Gov. Gavin Newsom announced earlier this month that the state would put $17 million towards raising the levee from 188 feet to 192 feet above sea level. The levee, which has already been raised twice in eight years, sinks continually due to subsidence, a phenomena where the ground around Corcoran slowly sinks because of groundwater pumping.
Lee told the gathering that the dollar value of property potentially affected by flooding is around $1.3 billion.
The Assessor’s office is working to set the value of properties that are under water at zero to relieve affected owners from property tax, Lee said, noting that owners with flooded property have had to file an application or a form with the assessor’s office in order to have their land revalued at zero.
“By law, right now, I cannot reduce the value on the parcel under water unless I have an application or a disaster relief form filed,” Lee said. “We are working on an ordinance to change that, but at this point it’s in with our county attorneys.

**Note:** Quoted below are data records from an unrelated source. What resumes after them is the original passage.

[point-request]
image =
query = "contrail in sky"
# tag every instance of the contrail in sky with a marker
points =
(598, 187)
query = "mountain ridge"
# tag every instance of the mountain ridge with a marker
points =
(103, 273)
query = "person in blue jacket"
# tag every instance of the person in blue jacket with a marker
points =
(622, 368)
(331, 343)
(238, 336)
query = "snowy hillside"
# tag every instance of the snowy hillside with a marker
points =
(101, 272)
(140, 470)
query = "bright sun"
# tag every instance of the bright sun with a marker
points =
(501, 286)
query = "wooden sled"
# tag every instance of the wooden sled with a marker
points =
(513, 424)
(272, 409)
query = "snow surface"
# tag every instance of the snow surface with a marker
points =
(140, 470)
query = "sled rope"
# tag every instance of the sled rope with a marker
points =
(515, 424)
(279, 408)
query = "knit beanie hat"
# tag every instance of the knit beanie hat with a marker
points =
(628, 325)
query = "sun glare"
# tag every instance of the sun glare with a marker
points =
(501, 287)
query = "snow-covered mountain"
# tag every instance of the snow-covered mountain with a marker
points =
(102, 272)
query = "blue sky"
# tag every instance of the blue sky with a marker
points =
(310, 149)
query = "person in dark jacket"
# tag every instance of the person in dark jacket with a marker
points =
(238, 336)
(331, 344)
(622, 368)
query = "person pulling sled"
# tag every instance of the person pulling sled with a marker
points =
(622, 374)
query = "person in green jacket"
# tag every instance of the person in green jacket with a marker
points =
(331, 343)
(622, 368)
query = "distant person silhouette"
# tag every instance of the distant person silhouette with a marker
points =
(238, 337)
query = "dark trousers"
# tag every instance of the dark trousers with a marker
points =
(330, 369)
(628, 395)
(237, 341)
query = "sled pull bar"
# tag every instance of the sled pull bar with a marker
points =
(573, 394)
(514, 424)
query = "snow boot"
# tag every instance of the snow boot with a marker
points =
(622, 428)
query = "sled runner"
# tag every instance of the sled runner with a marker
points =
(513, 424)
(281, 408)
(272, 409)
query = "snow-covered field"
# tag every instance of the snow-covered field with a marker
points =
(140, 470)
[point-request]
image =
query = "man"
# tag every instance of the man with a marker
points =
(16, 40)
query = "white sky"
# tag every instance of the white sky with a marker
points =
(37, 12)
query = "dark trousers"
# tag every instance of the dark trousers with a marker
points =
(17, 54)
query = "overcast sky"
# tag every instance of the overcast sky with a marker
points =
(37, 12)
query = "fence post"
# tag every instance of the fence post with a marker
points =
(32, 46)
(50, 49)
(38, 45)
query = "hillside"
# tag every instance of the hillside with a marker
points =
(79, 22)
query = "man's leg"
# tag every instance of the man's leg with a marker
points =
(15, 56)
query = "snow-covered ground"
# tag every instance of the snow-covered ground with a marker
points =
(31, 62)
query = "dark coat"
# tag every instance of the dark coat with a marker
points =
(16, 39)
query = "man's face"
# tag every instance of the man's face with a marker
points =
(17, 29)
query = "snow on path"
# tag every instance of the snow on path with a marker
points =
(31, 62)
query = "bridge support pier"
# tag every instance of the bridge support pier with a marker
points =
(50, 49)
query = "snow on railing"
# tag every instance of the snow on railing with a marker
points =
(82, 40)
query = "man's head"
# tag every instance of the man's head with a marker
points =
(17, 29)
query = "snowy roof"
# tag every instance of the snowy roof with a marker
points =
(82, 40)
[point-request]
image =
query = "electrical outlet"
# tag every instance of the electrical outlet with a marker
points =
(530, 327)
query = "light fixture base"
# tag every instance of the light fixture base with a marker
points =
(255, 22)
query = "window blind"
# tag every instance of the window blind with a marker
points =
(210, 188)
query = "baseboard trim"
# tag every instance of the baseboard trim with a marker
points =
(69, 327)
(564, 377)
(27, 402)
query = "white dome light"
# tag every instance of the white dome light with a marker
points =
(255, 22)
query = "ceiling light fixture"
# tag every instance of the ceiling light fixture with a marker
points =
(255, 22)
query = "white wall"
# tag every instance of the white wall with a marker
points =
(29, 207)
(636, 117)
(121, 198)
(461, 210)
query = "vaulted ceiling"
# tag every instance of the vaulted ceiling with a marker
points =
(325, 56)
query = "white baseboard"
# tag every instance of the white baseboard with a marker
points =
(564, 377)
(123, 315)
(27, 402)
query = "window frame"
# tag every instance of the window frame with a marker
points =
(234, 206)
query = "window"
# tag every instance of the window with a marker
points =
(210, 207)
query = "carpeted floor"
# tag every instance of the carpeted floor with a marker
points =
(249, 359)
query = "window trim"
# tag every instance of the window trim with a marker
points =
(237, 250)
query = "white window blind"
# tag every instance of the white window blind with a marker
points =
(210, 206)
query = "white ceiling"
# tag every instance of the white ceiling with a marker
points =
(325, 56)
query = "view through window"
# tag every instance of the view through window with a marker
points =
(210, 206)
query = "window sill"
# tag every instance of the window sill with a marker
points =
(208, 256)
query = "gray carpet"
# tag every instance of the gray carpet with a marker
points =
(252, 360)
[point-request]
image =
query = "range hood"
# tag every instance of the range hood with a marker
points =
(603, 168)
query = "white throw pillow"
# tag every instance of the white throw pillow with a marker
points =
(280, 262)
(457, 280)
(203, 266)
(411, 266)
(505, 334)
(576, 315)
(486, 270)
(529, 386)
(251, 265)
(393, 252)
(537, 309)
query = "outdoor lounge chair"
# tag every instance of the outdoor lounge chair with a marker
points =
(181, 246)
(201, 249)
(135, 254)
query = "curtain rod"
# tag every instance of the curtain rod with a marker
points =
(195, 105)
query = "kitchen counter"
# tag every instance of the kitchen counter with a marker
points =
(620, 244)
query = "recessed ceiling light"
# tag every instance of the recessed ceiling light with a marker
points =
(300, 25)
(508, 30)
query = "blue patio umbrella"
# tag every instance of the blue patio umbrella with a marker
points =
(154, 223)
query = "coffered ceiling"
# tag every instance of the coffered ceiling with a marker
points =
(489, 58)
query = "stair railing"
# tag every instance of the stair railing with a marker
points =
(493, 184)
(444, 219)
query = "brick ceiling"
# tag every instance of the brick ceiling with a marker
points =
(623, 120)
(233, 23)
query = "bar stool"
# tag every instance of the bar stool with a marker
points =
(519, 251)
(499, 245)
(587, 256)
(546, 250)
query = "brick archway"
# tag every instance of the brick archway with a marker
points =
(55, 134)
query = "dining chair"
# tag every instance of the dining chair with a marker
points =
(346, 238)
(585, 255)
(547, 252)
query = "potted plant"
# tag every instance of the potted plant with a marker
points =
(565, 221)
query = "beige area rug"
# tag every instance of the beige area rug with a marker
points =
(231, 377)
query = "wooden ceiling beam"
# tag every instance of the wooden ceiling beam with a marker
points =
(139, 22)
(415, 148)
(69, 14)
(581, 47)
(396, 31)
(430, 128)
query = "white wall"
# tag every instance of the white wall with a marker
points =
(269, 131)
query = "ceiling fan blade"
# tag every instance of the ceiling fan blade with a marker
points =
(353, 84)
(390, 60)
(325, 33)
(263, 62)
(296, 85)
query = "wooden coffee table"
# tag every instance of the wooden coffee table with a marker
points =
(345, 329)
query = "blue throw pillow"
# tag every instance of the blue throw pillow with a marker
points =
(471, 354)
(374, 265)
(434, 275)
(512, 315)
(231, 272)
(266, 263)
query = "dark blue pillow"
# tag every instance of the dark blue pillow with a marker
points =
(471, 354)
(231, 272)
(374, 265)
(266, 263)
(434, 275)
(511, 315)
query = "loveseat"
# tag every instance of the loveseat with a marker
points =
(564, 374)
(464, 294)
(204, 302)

They’re reviewing it, and it’ll be brought before the Board of Supervisors to see if we can do a mass appraisal.”
Lee warned that resetting property values will have an affect on the county's pocketbook down the road, but described the decision as the “right thing to do.”
Kings County officials encouraged residents who have experienced flood damage to fill out an online form on the government’s website, and encouraged residents to sign up for the county’s alert system by visiting the county’s website or by texting their zipcode to 888777.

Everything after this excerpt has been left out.